で村人の仕事になる。が、その手前までは文句を言われない程度にした処理

しておきたいのだ。


「さて、どうなるか」

「依頼続行でしょうね」

「ええぇぇ!! 数揃ってるじゃないですか!!」


 小さいから二体で一頭分だとか、皮が少ないからもう何頭か余計に

納めろ等と言い出す事をフラウは予想する。
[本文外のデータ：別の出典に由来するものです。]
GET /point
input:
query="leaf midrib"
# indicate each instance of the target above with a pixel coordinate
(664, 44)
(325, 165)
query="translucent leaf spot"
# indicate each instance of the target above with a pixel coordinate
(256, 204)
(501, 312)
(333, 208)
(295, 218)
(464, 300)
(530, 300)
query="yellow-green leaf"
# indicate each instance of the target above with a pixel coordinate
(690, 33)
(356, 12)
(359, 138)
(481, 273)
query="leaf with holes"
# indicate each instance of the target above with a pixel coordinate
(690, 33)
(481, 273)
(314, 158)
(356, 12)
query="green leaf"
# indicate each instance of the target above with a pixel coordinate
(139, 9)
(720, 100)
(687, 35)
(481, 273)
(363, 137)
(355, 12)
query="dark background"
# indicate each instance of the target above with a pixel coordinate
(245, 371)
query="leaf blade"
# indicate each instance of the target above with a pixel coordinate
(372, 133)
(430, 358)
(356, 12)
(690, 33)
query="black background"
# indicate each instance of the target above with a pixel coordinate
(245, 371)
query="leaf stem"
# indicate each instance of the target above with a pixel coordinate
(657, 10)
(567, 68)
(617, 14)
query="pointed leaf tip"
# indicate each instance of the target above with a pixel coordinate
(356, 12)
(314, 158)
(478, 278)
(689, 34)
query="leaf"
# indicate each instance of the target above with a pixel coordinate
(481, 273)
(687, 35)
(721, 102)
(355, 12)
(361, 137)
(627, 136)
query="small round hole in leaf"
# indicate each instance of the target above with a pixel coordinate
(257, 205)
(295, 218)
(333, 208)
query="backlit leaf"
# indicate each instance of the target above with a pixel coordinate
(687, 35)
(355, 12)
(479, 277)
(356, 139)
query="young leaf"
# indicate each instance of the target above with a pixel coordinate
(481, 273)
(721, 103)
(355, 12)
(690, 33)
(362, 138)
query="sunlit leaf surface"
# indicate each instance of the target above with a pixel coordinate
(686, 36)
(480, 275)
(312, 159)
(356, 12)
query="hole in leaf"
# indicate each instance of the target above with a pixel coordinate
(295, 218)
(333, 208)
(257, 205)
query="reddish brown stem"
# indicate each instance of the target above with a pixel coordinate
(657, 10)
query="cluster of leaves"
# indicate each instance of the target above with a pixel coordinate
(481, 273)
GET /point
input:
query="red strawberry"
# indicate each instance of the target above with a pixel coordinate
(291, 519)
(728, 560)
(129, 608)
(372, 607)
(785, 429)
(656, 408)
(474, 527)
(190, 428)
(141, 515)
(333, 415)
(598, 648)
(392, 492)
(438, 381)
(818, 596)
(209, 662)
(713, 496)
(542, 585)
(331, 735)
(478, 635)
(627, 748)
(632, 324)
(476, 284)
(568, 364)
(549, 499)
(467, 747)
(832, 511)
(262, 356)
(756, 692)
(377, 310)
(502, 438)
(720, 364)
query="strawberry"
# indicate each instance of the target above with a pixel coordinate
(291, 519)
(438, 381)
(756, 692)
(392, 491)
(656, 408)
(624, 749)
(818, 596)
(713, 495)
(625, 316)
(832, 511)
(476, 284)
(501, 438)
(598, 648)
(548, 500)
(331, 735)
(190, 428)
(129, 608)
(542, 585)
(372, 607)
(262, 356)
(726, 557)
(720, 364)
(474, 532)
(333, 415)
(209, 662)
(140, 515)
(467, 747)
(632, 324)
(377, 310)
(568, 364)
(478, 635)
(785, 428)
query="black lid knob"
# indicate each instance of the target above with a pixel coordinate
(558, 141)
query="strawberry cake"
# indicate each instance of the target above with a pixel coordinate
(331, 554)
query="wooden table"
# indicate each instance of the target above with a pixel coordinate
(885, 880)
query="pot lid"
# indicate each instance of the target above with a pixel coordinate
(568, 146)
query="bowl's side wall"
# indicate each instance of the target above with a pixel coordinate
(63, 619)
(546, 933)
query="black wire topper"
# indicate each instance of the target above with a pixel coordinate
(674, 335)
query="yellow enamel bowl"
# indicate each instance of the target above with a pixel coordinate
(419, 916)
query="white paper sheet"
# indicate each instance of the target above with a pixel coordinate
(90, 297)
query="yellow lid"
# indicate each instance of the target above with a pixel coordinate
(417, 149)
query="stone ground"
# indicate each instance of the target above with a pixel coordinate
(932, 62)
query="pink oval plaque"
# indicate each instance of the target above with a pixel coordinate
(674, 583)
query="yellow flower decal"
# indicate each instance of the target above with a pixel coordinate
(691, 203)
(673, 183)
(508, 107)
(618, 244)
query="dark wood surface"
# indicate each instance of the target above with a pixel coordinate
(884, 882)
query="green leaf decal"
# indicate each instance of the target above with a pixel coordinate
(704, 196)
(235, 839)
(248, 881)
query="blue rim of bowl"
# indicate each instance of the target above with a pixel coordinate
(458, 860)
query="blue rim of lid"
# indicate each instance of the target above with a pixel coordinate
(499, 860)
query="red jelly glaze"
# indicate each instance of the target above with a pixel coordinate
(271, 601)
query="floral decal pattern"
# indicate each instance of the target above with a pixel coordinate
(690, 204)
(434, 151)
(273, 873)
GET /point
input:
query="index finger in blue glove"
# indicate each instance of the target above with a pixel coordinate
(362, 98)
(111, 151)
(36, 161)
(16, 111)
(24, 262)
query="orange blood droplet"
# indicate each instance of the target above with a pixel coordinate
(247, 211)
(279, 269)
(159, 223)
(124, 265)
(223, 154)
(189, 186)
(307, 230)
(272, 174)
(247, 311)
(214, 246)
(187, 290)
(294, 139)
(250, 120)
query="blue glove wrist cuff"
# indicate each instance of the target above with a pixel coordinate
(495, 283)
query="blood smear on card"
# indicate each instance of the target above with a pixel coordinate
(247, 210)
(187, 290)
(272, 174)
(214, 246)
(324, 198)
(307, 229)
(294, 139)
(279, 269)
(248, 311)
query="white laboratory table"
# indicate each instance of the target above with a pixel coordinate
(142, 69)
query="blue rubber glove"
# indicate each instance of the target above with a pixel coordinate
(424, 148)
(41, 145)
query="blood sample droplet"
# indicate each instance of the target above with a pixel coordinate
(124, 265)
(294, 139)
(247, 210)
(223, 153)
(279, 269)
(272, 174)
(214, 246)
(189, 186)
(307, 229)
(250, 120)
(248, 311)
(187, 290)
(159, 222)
大概、猟師に対して村人が

要求するような後出しの話である。この村に村付きの猟師がおらず、

冒険者ギルドに依頼を出す時点でよい予感がしない。待遇が悪いので

猟師が居つかず、外注せざるを得ないのだろう。


 猟師や羊飼いは村出身であることはないではないが、村の構成員では

なく、臨時雇いの人間であることが多い。待遇が悪ければ、あるいは仕事が

なくなれば村から出ていく、あるいは追い出される。





 翌日、村長からは予想通り「もう少し討伐して欲しい」と言われることに

なった。肉の量、皮の量からして若い個体は半分程度しかとれない。その

変わり、臭みも少なく柔らかいのだが、量より質なのである。数は力也。


「じゃあ、あと二頭でノルマ達成にしてもらう。大きさは関係なしにだ。

既に六頭で、本来からすればすでに依頼達成だからな。これで文句がある

なら、冒険者ギルドに報告してしかるべき対応を取る」


 今回は星四ビアンカが足を運んだから強い事が言える。冒険者ギルドで

も星一や星二の冒険者は沢山いるが、ビアンカはギルドマスター並の

権威を持つ立場だ。黙って、いいように使われるような下っ端ではない。


 恐らく、星二あたりの若い冒険者なら、村長に言いくるめられ余計に討伐

することになり、尚且つ、ギルドに報告もしていないだろうししたとしても、

受付も「冒険者が了承したこと」として特に問題視しなかったのだろう。


 代わりに、「あの村の依頼は美味しくない」「面倒ごとを押付けられる」と

冒険者の内輪で情報が回り依頼をいつまで経っても受けてもらえないこと

になるだろう。


 ビアンカがこの依頼をすんなり受けられた理由も、薄っすらと察せられる

のである。


 村長もビアンカの強い口調に察したのか、しぶしぶと頷いたのである。